Abstract

Gas is used in petroleum reservoirs to displace oil for enhanced oil recovery. The microscopic displacement efficiency of gas is very good, but at the reservoir scale the process suffers from poor sweep efficiency, especially in naturally fractured reservoirs. Foam can improve the sweep. There have been considerable scientific contributions toward understanding foam flow in nonfractured porous media, with relatively little work on foam flow in fractured porous media. We investigate foam-generation mechanisms in five fully characterized glass models of fractures with different apertures and correlation lengths of the aperture distribution. We also study the rheology of the in situ-generated foam by varying the superficial velocities of the gas and surfactant solution. We compare the measured pressure gradient against the fracture attributes, aperture, and the correlation length of the aperture.

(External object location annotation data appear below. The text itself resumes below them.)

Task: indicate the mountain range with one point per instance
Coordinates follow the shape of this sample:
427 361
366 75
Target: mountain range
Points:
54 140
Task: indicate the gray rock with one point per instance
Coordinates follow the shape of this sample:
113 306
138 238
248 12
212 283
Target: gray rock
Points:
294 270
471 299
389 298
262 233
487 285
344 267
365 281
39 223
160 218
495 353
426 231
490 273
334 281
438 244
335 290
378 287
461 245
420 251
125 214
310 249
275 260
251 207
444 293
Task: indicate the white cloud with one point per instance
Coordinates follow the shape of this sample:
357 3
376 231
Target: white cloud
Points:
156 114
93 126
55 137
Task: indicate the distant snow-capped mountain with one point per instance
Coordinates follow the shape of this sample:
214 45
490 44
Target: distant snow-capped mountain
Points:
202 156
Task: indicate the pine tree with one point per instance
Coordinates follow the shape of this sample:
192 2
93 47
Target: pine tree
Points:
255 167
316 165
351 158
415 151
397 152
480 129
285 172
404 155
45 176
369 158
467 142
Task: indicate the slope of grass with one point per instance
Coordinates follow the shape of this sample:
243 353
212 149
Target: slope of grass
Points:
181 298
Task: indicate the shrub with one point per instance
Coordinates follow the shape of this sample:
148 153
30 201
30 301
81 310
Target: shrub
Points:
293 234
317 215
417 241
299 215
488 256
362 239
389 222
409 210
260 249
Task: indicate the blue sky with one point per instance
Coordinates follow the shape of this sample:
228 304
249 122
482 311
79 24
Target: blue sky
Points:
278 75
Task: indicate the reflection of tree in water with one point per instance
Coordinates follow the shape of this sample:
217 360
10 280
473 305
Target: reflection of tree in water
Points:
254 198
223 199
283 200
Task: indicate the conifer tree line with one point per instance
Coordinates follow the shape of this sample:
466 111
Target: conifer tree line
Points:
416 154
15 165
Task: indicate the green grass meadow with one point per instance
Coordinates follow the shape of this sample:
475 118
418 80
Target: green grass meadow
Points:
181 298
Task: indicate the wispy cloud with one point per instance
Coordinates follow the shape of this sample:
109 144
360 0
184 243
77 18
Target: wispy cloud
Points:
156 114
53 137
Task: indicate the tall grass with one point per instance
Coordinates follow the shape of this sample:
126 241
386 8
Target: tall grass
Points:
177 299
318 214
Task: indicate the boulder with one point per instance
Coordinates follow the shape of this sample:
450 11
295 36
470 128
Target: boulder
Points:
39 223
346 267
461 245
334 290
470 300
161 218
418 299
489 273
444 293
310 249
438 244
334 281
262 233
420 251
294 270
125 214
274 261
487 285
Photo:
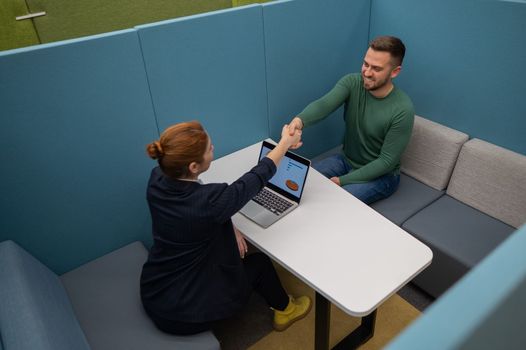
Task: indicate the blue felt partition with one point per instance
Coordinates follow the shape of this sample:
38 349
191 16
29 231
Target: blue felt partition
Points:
461 66
210 67
309 46
76 117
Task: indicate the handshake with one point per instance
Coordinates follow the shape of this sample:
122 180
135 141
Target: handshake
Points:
291 133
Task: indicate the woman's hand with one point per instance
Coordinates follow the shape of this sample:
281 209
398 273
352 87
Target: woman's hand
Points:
292 139
241 243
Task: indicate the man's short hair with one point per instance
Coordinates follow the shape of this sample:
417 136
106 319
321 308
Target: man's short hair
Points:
390 44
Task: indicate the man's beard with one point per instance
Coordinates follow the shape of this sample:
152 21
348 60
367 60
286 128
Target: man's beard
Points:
374 84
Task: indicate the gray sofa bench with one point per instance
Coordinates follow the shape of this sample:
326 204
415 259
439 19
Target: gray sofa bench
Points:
460 197
95 306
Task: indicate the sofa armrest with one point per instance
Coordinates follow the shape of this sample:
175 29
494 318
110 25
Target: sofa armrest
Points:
35 312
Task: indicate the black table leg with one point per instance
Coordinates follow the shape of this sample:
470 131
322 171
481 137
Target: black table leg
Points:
323 323
359 336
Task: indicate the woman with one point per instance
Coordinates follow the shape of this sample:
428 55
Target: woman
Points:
197 272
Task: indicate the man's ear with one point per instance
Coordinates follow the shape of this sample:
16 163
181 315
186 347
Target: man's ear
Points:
395 72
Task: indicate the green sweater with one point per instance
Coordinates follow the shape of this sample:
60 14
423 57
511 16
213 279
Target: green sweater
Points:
377 130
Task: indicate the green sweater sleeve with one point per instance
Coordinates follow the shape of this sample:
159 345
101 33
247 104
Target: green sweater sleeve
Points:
394 145
324 106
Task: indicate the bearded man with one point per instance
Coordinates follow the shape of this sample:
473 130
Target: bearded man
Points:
378 123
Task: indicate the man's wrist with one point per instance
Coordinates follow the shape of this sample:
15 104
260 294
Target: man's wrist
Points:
301 122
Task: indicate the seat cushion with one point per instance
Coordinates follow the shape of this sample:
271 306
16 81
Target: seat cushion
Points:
460 237
35 312
491 179
432 152
411 196
105 295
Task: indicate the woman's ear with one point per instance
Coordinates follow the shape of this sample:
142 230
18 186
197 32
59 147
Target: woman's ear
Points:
194 168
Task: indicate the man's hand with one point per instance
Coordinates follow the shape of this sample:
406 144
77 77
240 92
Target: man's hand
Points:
336 180
241 243
295 124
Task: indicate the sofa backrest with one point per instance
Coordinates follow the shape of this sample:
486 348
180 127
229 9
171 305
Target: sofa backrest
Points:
432 152
491 179
35 311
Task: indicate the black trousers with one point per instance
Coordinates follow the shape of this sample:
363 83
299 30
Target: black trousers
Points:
264 280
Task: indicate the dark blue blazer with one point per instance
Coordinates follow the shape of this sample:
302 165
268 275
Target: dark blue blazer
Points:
194 272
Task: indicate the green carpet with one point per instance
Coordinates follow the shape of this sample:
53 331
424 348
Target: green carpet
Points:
253 330
13 33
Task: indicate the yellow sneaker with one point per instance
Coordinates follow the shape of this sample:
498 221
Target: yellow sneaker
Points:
296 310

We also compare foam texture as a function of position within the fracture as the generated foam propagates through the fracture. Gas mobility was greatly reduced as a result of in situ foam generation in our model fractures. Foam was generated predominantly by capillary snap-off and lamella division. The measured mobility reduction depends on fracture attributes. Fracture-wall roughness, represented by both the hydraulic aperture and the correlation length of the aperture, plays an important role in foam generation and mobility. The average bubble size increases as the aperture increases, which results in a significant decrease in pressure gradient. Two model fractures show the same two foam-flow regimes central to the understanding of foam in nonfractured porous media: a low-quality regime where pressure gradient is independent of liquid velocity and a high-quality regime where pressure gradient is independent of gas velocity. The mechanisms thought to be behind these two regimes in nonfractured porous media do not apply to these experiments, however.